In a May 23 update by managing director Jason English, Goldman lowered its assessment of General Mills, Inc. from “neutral,” with a 12-month price target of $58. In trading May 24 on the New York Stock Exchange, General Mills shares closed at $62.37, down 33¢, or 0.5%. The price was not far beneath the 52-week high of $65.49 set in early April.
An expectation that commodity price weakness may have largely run its course adds to concerns about prospects for General Mills in the Goldman analysis.
“A tide of tailwinds for the food industry has begun to subside as rates, which have inflated valuation, find a floor and commodities, which have flatter margins, cycle lows,” English said.
The commodity price situation compounds the problem of sluggish revenue growth, he said.
“The top line is under pressure, and U.S. Retail, which drives nearly three-quarters of the company’s operating profit, is witnessing weakness and share losses across categories,” English said.
He described yogurt as a “prime example” of a vulnerable category at General Mills.
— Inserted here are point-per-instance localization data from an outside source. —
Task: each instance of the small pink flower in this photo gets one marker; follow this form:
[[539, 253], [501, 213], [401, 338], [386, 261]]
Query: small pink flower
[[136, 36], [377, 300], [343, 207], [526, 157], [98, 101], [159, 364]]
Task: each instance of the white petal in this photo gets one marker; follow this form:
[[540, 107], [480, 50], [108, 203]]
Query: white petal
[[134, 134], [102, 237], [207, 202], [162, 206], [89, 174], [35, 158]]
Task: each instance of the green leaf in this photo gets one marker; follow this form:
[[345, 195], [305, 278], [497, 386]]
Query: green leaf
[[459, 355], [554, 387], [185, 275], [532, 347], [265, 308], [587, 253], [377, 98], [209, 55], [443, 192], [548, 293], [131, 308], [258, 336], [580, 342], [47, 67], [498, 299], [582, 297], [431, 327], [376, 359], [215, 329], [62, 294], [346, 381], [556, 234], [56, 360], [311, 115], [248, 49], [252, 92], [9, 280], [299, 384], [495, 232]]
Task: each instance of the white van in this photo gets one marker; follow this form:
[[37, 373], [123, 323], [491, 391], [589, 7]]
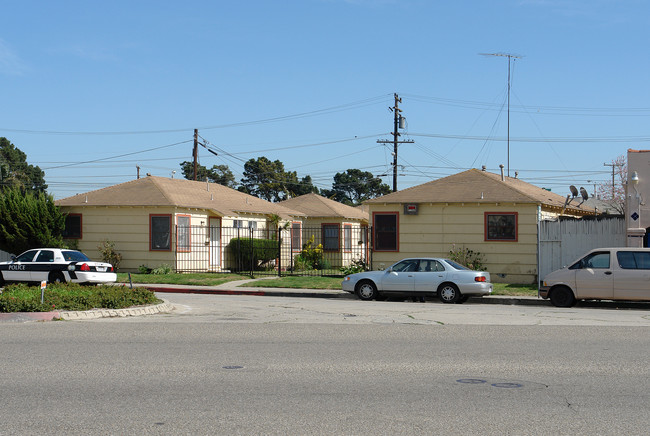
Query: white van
[[601, 274]]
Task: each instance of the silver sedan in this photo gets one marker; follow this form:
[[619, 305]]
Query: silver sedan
[[452, 282]]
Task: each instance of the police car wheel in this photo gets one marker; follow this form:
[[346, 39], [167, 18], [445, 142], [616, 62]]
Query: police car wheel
[[56, 277]]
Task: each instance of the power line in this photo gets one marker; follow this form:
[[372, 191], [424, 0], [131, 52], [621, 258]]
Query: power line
[[113, 157], [325, 111]]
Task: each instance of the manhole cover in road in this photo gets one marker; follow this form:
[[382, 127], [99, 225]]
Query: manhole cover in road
[[507, 385], [471, 381]]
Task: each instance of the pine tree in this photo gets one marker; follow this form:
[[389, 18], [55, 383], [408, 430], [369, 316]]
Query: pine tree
[[29, 220]]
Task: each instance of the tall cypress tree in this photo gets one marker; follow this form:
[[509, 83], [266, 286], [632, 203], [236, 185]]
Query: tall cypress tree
[[29, 220]]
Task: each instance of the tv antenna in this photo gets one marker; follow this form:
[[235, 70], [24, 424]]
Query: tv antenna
[[509, 56]]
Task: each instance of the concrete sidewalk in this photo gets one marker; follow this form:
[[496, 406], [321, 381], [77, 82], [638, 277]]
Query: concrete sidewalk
[[238, 288]]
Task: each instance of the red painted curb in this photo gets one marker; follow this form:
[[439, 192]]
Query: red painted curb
[[205, 291], [29, 316]]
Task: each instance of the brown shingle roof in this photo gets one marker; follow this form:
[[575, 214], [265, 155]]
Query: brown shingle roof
[[317, 206], [161, 191], [477, 186]]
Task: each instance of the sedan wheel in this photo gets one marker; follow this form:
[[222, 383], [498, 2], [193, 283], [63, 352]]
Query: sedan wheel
[[366, 291], [56, 277], [562, 297], [449, 293]]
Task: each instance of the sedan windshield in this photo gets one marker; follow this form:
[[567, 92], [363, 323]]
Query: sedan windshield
[[456, 265], [75, 256]]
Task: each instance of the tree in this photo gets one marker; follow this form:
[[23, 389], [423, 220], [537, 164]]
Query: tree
[[614, 194], [220, 174], [269, 181], [29, 220], [15, 171], [355, 186], [302, 187]]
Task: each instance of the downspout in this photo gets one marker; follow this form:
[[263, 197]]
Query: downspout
[[539, 243]]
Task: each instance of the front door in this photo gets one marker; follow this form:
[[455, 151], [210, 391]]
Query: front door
[[215, 242]]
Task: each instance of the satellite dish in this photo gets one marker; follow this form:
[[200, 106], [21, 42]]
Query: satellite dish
[[584, 193]]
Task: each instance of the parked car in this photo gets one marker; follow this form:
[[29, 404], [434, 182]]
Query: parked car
[[453, 283], [601, 274], [55, 265]]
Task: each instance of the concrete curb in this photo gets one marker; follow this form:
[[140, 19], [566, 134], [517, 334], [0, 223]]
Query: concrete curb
[[164, 307], [68, 315]]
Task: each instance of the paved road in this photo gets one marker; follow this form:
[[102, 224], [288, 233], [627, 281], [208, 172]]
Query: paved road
[[198, 375], [222, 364], [349, 310]]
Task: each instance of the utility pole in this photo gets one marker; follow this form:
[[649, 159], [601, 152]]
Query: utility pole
[[397, 124], [613, 165], [509, 56], [196, 150]]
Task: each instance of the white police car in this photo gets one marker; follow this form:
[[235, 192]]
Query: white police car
[[55, 265]]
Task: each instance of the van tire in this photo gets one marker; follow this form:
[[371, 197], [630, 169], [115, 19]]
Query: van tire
[[366, 290], [562, 296]]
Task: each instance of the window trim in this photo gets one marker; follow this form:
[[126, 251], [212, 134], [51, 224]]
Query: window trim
[[486, 233], [347, 241], [374, 232], [188, 248], [80, 226], [298, 248], [158, 215], [338, 237]]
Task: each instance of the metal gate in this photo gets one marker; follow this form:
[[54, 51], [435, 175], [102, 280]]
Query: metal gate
[[564, 240], [306, 251]]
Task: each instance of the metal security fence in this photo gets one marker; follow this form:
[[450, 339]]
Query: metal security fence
[[292, 250]]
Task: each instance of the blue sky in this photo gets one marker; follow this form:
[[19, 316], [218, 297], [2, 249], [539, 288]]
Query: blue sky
[[90, 90]]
In addition to market share already lost, he said pending stock-keeping unit rationalization will prolong the losses.
A plus for the company is a promising outlook for General Mills’ International segment, poised to benefit from easing foreign exchange pressures. Still, as aggregate business pivots away from the United States, margins overall will suffer since international margins of 9.4% are less than half the U.S. Retail segment’s 22.5%, he said.
Sales trends for the U.S. business are not likely to improve, Goldman said.
“Looking forward we expect more of the same as we model limited organic growth,” English said. “After several periods of sku proliferation, General Mills is likely to face headwinds going forward as sku rationalization efforts, which have only recently begun, continue. Struggles in key categories persist as market share losses continue to mount and the most recent Nielsen data suggests that there is a broad-based share loss across most categories for General Mills.”
Goldman Sachs is forecasting persistent declines in U.S. Retail sales (excluding acquisitions) through fiscal year 2017 (year ends May 31) before stabilizing in the following two years.
While General Mills has pursued efforts to improve cost of goods productivity in recent years, Goldman Sachs said “the primary source of gross margin gains for the firm may be attributable to input cost relief.”
English said General Mills could prove Goldman’s projections too conservative if the company were to pursue more aggressive cost-cutting strategies.
While selling shares of General Mills may prove risky in a frothy merger and acquisition environment, English said the risk “cuts both ways.” He acknowledged that margin challenges facing General Mills may make the company an acquisition target for a buyer “willing to take bolder action to unlock inefficiencies.”